CHAPTER ONE
For Lorna Winters the twenty-second century arrived early. With a promotion to Lieutenant she fell to the bottom of the seniority list with last choice of shift and days off. She inherited ‘mornings’, four am to one pm with Tuesdays and every other Wednesday off. The old crowd in vice, where she worked for the last twelve years were a merry bunch. The new group, Major Case, was more formal and a lot less friendly.
Few were sorry to see the twenty-first century end. It began well enough. Then came the Great Plague in 2021 and the financial panics of 2022 and 2045. Climate changes made summers hotter and winters colder giving both sides of the Global Warming theory cause to believe they were right. Large parts of the world experienced perpetual drought. The southwest quarter of the United States became a dessicated wasteland. When America defaulted on a debt, Mexico took most of it back and few among the American citizenry cared.

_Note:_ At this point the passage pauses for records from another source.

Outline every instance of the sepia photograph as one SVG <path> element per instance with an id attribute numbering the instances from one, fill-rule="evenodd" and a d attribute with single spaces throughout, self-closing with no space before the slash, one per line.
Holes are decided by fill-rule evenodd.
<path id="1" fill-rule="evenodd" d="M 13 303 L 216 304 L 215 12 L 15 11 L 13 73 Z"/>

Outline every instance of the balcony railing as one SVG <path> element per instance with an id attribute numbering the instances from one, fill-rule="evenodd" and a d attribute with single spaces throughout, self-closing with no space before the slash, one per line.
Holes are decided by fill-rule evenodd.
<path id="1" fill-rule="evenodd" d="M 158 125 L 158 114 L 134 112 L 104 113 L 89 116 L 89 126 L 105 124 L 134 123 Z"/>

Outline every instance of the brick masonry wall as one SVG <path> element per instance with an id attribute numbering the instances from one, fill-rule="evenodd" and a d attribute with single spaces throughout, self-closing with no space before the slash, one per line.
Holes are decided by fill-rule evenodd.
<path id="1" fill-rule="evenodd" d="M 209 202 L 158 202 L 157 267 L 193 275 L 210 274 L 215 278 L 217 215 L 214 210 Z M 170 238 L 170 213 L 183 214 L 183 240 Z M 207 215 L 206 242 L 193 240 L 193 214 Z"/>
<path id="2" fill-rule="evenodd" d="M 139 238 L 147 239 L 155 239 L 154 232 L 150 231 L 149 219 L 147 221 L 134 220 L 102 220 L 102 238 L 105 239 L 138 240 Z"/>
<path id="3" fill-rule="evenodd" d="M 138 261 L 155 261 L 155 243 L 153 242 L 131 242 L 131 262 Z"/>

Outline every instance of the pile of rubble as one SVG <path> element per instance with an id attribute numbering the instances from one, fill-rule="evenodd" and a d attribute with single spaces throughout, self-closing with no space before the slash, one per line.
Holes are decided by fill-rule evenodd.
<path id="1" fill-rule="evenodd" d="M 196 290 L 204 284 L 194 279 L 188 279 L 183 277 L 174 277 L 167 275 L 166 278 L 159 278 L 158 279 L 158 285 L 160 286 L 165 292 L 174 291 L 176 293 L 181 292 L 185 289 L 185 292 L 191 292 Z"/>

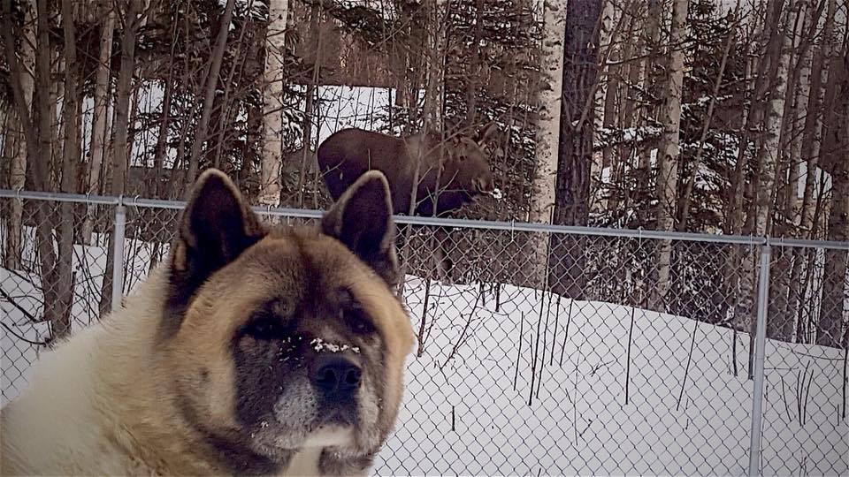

All of the countries in the world except for the smallest, like Luxembourg, broke into smaller parts. By 2080 the United States of America was five major regions and dozens of smaller territories, some no larger than a few square miles. The consensus was the world gave back in the twenty-first century all the gains it made in the twentieth. The only measurable advances came in the area of electronic surveillance spurred by the anti-terrorist wars. The advances spilled over into computer and information technology. For the average person food and goods were in short supply but there was plenty of news and entertainment.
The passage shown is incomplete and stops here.